Having produced posts for the first Mister Trippy season daily, I found it far easier to blog every other day in this second season (except for the first month, which was daily). That said, at exactly a year long, this season was also quite a bit shorter than the first. While the comments remained an integral part of the blog, there were considerably fewer than during the first season. I’d view this as a consequence of hosting season two on my own site rather than a social networking platform, and also because I didn’t concentrate on replying to comments as much as I did during the first season. That said, I appear to have more readers here than when Mister Trippy was hosted at MySpace, but far fewer of them commented and those that did made less comments than on the first season of the blog. From a conventional media point of view, upping both the number and percentage of lurkers is probably a good thing, from a full-on committed to Web 2.0 perspective it probably isn’t so good, although it does make life easier! That said, there have still been loads of great comments containing both solid information and some really way-out humour on the season two blog!

A few facts and figures. Mister Trippy season two ran from 1 January 2009 to 31 December 2009, during which time I posted 193 public entries (including this one). As I write this there are 5,007 approved comments split across these posts. Likewise, between myself and the Askimet anti-spam software 10,207 comments were blocked or removed. All the blocked or removed comments were of a commercial nature. Obviously the number of approved and blocked comments will increase as time goes by, although probably not at the same rate as when I was posting on a regular basis.

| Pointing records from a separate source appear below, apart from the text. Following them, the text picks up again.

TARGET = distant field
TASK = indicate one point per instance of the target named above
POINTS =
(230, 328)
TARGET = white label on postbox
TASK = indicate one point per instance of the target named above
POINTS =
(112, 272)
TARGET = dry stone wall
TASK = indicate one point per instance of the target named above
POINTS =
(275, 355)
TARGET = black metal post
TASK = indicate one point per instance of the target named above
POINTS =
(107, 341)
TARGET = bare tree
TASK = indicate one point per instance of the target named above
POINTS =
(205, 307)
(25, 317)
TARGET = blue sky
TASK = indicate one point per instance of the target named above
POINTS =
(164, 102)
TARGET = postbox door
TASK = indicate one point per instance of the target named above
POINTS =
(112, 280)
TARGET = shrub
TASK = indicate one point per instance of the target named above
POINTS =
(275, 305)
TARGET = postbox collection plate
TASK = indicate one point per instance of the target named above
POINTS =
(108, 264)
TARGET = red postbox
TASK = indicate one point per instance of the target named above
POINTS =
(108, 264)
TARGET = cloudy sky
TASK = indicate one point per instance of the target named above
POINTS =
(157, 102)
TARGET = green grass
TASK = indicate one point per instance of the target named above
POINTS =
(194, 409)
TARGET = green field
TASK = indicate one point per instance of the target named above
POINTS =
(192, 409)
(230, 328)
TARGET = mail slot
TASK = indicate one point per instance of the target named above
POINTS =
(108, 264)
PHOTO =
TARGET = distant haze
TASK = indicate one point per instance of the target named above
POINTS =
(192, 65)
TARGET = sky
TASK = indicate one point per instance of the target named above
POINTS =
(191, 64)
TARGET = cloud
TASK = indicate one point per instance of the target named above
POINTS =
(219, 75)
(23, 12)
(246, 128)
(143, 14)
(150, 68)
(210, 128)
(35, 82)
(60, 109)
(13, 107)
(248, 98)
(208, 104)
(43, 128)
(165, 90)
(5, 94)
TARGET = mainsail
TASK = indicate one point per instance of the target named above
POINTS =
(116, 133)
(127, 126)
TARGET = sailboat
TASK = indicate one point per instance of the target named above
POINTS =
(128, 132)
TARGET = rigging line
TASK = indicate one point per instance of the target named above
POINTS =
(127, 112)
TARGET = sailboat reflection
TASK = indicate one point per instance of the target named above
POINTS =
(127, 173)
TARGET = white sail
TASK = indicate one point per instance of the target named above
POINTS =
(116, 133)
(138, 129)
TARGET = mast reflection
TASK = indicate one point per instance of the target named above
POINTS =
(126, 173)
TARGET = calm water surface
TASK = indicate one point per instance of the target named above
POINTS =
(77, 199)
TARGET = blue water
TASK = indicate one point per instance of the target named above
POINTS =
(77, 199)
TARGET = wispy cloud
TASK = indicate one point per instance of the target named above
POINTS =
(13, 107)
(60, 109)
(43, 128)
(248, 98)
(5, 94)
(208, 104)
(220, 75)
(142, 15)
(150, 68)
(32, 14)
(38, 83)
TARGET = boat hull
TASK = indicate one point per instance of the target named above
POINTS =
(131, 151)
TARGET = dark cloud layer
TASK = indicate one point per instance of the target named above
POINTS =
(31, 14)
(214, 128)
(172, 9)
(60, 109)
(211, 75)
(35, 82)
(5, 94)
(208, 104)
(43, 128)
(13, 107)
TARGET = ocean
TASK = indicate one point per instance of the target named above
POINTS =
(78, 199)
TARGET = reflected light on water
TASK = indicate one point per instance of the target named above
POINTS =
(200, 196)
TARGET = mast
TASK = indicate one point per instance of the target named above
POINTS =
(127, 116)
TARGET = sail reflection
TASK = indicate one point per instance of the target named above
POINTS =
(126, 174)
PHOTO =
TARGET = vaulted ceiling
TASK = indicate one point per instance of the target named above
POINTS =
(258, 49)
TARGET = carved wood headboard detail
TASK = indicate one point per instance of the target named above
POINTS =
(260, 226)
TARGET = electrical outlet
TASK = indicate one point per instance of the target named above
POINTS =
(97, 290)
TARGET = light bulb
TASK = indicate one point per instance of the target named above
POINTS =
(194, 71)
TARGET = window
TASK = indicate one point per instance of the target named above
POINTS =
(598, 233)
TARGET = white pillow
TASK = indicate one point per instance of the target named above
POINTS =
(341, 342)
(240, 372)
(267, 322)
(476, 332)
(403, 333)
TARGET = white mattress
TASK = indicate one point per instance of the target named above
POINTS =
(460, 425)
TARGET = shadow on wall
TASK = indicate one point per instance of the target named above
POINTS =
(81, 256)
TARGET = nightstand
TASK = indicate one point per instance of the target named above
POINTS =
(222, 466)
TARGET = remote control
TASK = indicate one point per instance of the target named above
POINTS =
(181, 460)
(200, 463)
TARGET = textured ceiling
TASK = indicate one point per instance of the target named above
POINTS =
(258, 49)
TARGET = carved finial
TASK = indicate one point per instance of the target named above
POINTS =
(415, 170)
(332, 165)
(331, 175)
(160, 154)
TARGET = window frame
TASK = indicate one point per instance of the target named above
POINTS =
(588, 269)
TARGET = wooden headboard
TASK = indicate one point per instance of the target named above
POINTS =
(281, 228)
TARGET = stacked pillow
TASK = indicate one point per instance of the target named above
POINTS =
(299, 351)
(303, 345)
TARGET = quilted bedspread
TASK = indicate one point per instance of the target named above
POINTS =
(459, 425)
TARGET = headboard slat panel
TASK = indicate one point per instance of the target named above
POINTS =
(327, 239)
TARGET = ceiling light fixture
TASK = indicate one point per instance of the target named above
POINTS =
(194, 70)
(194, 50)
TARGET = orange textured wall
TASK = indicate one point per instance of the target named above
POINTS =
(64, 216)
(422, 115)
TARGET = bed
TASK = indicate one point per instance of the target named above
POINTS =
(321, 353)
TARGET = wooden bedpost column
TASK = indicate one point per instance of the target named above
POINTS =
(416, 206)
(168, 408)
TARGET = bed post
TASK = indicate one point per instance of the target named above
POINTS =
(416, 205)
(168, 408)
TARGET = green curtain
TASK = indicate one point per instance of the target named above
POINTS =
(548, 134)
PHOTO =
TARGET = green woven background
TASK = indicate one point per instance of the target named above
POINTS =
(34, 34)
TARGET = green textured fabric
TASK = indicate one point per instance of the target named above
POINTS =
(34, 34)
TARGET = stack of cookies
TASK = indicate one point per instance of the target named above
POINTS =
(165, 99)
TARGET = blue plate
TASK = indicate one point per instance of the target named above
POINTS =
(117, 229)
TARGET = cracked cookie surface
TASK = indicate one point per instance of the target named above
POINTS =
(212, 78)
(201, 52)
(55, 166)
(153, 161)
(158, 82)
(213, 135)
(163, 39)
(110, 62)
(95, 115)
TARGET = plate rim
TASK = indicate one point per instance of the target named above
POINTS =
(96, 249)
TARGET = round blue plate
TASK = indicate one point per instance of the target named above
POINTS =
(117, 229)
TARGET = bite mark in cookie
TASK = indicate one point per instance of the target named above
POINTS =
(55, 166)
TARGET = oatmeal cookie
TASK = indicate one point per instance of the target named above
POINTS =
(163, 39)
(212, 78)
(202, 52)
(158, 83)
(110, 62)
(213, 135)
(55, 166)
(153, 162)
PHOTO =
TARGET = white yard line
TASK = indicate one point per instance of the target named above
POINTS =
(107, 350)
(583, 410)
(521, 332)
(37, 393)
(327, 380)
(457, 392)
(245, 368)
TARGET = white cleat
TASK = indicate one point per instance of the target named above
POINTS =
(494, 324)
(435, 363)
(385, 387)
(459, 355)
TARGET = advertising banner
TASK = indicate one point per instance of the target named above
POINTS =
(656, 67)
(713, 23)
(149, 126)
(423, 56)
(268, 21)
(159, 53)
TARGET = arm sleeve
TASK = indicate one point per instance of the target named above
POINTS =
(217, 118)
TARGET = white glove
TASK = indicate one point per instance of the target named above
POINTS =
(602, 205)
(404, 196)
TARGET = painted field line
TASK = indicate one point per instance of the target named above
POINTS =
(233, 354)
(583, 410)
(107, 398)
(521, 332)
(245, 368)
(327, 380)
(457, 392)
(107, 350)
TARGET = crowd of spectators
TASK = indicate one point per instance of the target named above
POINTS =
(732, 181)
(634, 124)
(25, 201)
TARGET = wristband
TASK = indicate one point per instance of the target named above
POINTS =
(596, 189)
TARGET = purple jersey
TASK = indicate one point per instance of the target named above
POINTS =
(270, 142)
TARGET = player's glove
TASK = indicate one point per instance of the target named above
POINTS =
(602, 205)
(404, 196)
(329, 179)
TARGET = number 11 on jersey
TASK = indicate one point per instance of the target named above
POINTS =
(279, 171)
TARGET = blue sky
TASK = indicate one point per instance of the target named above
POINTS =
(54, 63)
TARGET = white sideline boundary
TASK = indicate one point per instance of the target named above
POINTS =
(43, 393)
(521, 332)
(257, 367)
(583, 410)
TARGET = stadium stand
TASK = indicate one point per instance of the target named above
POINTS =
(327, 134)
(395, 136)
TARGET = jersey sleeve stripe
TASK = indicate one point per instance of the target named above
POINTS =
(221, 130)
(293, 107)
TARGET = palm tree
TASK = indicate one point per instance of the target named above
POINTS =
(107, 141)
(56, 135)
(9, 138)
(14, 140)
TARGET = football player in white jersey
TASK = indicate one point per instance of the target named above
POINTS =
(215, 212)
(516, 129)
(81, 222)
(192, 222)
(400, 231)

I’ve found this blog and the main website to which it is attached a good way of alerting people to information I’m seeking. It has enabled me to locate individuals, unearth facts, and in particular extend my knowledge of my mother Julia Callan-Thompson and her bohemian social circle – as well as my first cousin once removed Ray ‘The Cat’ Jones (a legend for audacious Robin Hood-style thefts from the rich and famous, as well as a successful 1958 prison escape with a subsequent two years on the run). That said, while – for example – I now know that Francois Raymond who exhibited photographs of my mother in 1967 is dead and I have contact details for his brother, I’ve drawn a complete blank in my attempts to nail down the fate of Malcolm ‘Grainger’ Drake.

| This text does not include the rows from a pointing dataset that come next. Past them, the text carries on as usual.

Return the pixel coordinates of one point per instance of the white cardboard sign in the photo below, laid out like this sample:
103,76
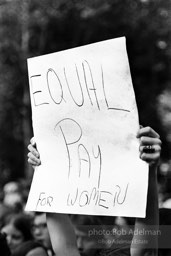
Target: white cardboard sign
85,122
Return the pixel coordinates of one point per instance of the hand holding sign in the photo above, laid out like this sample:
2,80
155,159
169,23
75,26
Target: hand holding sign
85,122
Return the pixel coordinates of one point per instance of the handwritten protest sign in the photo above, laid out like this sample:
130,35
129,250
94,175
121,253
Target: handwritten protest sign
85,122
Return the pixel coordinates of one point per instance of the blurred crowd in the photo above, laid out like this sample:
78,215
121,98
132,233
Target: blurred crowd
26,233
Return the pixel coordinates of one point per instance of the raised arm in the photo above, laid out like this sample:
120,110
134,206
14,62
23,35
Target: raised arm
145,240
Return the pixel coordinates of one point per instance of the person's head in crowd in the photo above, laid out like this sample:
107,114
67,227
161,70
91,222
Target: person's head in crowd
30,248
17,228
12,196
87,242
4,211
40,230
4,248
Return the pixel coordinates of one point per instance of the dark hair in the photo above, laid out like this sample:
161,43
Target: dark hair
22,222
4,249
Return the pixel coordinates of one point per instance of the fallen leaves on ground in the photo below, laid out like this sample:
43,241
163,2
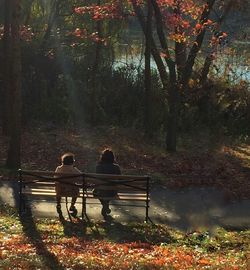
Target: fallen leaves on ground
29,243
203,162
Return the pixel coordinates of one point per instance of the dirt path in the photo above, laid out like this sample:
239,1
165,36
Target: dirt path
186,209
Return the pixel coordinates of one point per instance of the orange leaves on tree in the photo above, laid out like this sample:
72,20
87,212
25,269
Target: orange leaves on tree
110,10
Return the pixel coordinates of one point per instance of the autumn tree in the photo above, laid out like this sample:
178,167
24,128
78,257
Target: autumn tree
181,30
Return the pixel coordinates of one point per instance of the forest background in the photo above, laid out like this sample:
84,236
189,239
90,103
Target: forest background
163,69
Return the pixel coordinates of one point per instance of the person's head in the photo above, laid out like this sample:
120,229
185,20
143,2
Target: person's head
107,156
68,159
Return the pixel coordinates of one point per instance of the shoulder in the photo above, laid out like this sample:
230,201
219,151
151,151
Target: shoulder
117,168
77,170
59,168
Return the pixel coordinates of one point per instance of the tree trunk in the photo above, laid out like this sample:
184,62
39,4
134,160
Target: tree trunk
147,105
6,69
95,73
13,159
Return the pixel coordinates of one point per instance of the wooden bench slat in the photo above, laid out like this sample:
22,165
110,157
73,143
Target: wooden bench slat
39,185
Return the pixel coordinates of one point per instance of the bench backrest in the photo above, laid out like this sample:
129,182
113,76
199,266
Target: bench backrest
88,180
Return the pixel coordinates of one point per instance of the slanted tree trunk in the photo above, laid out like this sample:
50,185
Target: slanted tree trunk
13,159
95,73
209,59
147,105
6,69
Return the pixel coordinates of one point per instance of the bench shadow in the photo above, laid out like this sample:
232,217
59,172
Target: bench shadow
30,230
74,227
136,232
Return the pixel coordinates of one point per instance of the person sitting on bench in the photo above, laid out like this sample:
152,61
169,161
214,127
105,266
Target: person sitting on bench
106,165
67,187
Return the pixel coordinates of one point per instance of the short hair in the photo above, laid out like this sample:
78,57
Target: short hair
107,156
68,159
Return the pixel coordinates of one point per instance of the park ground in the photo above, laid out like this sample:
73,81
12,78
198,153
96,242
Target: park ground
48,243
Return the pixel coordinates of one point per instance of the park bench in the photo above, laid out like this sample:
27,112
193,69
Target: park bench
132,190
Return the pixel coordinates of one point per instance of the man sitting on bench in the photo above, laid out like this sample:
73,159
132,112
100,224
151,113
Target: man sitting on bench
67,187
106,165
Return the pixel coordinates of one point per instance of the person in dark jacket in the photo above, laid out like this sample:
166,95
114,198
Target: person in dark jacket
106,165
68,187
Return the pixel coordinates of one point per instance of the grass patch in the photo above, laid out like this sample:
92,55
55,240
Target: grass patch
27,243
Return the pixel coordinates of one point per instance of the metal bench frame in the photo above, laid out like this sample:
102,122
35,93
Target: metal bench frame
88,182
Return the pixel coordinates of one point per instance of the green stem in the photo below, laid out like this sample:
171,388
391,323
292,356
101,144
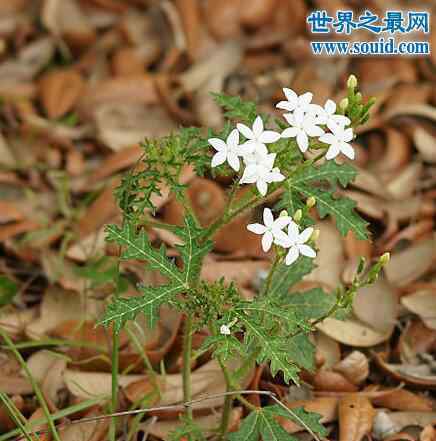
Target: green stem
186,373
114,398
34,384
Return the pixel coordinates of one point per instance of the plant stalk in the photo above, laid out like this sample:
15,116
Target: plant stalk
186,373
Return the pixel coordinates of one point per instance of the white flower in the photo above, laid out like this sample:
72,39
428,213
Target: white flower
295,241
303,126
261,172
227,151
339,141
272,229
326,114
257,137
224,330
294,102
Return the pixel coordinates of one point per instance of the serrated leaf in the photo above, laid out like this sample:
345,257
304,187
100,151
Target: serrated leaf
123,309
301,417
8,290
192,251
341,209
311,304
137,246
271,349
286,276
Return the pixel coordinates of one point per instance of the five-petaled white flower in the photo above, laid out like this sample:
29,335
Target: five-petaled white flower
272,229
227,151
326,114
257,137
303,126
225,330
295,102
339,141
295,241
262,172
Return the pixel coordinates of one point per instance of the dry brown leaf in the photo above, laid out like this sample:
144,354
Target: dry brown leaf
356,416
423,304
60,90
402,399
354,367
407,266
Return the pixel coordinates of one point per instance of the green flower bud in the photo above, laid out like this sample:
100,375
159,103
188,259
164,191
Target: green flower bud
343,105
352,82
310,202
298,215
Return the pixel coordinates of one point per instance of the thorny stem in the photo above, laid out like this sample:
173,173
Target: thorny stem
186,372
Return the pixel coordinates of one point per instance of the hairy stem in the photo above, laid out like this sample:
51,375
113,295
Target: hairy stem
186,373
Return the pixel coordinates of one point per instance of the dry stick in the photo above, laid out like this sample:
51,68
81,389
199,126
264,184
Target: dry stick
185,405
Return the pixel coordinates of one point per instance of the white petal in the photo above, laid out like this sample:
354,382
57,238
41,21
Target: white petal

One of the things I’ve always tried to do on this blog, as well as the main site to which it is attached, is put information online that wasn’t previously available via the web. The pieces I’ve posted about my mother’s circle and Ray ‘The Cat’ Jones are good examples of this. When I began researching my mother’s life there wasn’t a single entry about her online. It is because of my efforts that a search engine request now brings in more than 15,000 results for Julia Callan-Thompson, rather than none (which was the result I got from my early web searches for her). There was material about Ray The Cat on the web before I started blogging about him, but by locating a primary source in the form of Ray’s testament about his life and going back to contemporary press coverage of his exploits, I’ve expanded the range of material available online and shown that recent retellings of his escape from Pentonville Prison completely distort the facts (and that the confusion appears to begin with inaccuracies introduced by Mad Frankie Fraser and his ghost-writer James Morton). However, to see this you’d need to read through all my blog entries on Ray The Cat. My research is ongoing and I revise what I have to say on the basis of what I discover. Putting material online is important, there is unfortunately a growing trend (particularly among the young), to look for information on the web and if it can’t be found there then to assume it doesn’t exist.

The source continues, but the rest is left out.